Surprisingly to me, not many were there to follow industry trends and very few seemed to know about the Payment Race Initiative, an experiment which I personally found super interesting. I was betting on a cash team, but they got unlucky with a flight delay on the last day and conceded to a mobile team.
The space was enormous, which made it difficult to move between areas, sometimes taking up to 20 minutes between venues and this meant I had to skip some sessions entirely.
I noticed a lot of half empty rooms, despite the big names on the stage, however the smaller workshops were full which was probably driven by attracting the right audience. Personally I didn’t find all the speakers impressive and often I found specific talks more interesting than the more general sessions.
For me, Money 20/20 was all about people — interesting conversations, networking and reconfiguring the importance of third sector into the global economy. Personally, I had several conversations with investors that helped me to understand what they look for in a business idea and how important self-awareness of strength and weaknesses in a team are. Collaborative management style and the ability to be a manager generalist is key for a successful execution.
I couldn’t resist sharing some insghts from the event on my favourite topic — payments!

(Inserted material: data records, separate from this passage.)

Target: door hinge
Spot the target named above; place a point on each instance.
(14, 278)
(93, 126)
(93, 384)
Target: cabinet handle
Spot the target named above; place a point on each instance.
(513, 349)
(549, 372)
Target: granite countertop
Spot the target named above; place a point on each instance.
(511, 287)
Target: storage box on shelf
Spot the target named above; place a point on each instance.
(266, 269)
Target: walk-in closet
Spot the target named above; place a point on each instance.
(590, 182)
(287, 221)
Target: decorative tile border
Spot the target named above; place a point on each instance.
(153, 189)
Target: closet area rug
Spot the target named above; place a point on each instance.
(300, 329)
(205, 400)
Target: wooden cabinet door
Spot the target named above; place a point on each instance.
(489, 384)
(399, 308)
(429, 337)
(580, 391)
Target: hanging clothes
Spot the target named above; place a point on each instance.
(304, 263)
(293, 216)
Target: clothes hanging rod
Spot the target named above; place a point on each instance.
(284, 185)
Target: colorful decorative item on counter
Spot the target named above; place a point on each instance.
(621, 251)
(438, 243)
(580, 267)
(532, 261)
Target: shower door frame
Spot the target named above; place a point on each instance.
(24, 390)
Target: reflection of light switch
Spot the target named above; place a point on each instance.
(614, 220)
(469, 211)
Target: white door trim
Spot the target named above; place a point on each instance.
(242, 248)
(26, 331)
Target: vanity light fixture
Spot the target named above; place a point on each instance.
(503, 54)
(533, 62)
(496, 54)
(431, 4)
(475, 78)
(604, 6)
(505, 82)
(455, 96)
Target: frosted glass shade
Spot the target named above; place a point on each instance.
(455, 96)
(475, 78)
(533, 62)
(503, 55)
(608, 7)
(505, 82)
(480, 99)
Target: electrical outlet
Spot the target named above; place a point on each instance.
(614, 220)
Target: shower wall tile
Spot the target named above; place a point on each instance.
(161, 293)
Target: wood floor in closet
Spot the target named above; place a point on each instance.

· We are in the golden age of the payment industry with expectations of achieving industry revenue of $2 trillions by 2025. Value creation in the payment industry is outgrowing other areas of banking and leading to value-chain reconfigurations and stimulating business model changes.

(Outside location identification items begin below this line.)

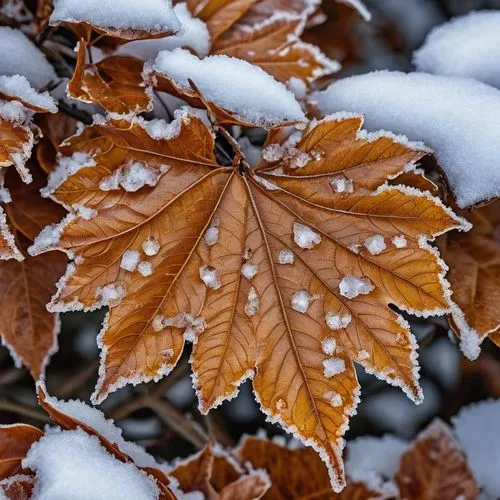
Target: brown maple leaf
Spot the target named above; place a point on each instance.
(217, 475)
(115, 83)
(434, 467)
(26, 284)
(283, 274)
(297, 473)
(474, 277)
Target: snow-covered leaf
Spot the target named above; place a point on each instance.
(131, 183)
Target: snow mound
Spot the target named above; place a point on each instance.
(458, 117)
(19, 56)
(72, 464)
(467, 46)
(233, 84)
(149, 15)
(195, 36)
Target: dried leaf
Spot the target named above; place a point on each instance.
(218, 476)
(275, 46)
(15, 441)
(292, 265)
(26, 285)
(296, 473)
(474, 277)
(115, 83)
(434, 467)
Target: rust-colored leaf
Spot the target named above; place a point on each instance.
(290, 265)
(218, 476)
(275, 46)
(474, 277)
(115, 83)
(296, 473)
(26, 285)
(15, 441)
(434, 467)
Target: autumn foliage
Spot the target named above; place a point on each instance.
(287, 267)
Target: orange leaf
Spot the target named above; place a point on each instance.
(474, 276)
(434, 467)
(219, 476)
(297, 473)
(115, 83)
(15, 441)
(292, 265)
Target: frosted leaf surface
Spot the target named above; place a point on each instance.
(19, 56)
(333, 366)
(467, 46)
(148, 15)
(351, 286)
(478, 429)
(375, 244)
(438, 110)
(304, 236)
(195, 36)
(253, 95)
(72, 464)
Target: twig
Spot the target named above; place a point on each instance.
(178, 422)
(26, 411)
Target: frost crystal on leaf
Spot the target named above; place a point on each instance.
(145, 268)
(304, 236)
(337, 321)
(130, 259)
(252, 305)
(399, 241)
(375, 244)
(352, 286)
(301, 300)
(329, 345)
(333, 366)
(209, 276)
(286, 256)
(249, 270)
(151, 246)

· The split of the players in the payment industry:
· Digital wallets (google wallet, apple pay etc.) — practical, close to the consumers, but hard to earn money with.
· Payment solutions (PayPal, Klarna etc.) — have good revenue, but are hard to scale up
· Processing technology (Visa, Mastercard, Sia etc.) — historically have a strong infrastructure and used to be dominators of the market. Still have a good revenue but with upcoming disruption, they need to innovate as they are under attack.
· Collections players (Adyen, Stripe, iZettle etc.) — infrastructure builders, doing good in revenue but really need to have a big volume and that space is getting competitive.
· Regulatory change is the top challenge for issuers: processors point to regulation and the cost of innovation, followed by complexity of IT infrastructure and variety of the product. People in the industry are not aligned with a level of digital adoption, which is lead by the diverse needs between millennials / Gen Z and generation X /Y. Customer pool of Gen Z is not big enough to focus just on them, who have faster adoption with a small returns on revenue, however it’s strategically important for future growth. At the same time generation X/Y are the longest users of financial institutions and still bring in the biggest revenue, but have a low level of adoption. To split the attention and build the right strategy is challenging along with all technical needs to accelerate the global consolidation.
· Companies must implement quick testing of products. Payment is becoming a very technological driven business and Fintech startups driven by engineering are winning over big multinational company (banks).
· Volume is key in the payment segment which could be reached by smooth user experience rather than marketing. We are approaching the era where high marketing budget is a not a single guarantee of long-term success.
As someone with a deep respect for NGOs making a real impact in society and a big interest in the fintech industry, it was a real pleasure to cooperate with FINTECH BELGIUM — a powerhouse team whose honest cooperation is sure to bring the right people together and grow the industry. I really enjoyed my experience at Money 20/20, especially getting to know the other team members better. The event also helped me to broaden my network, meet new investors, keep up with the trends and listen to some fantastic speakers.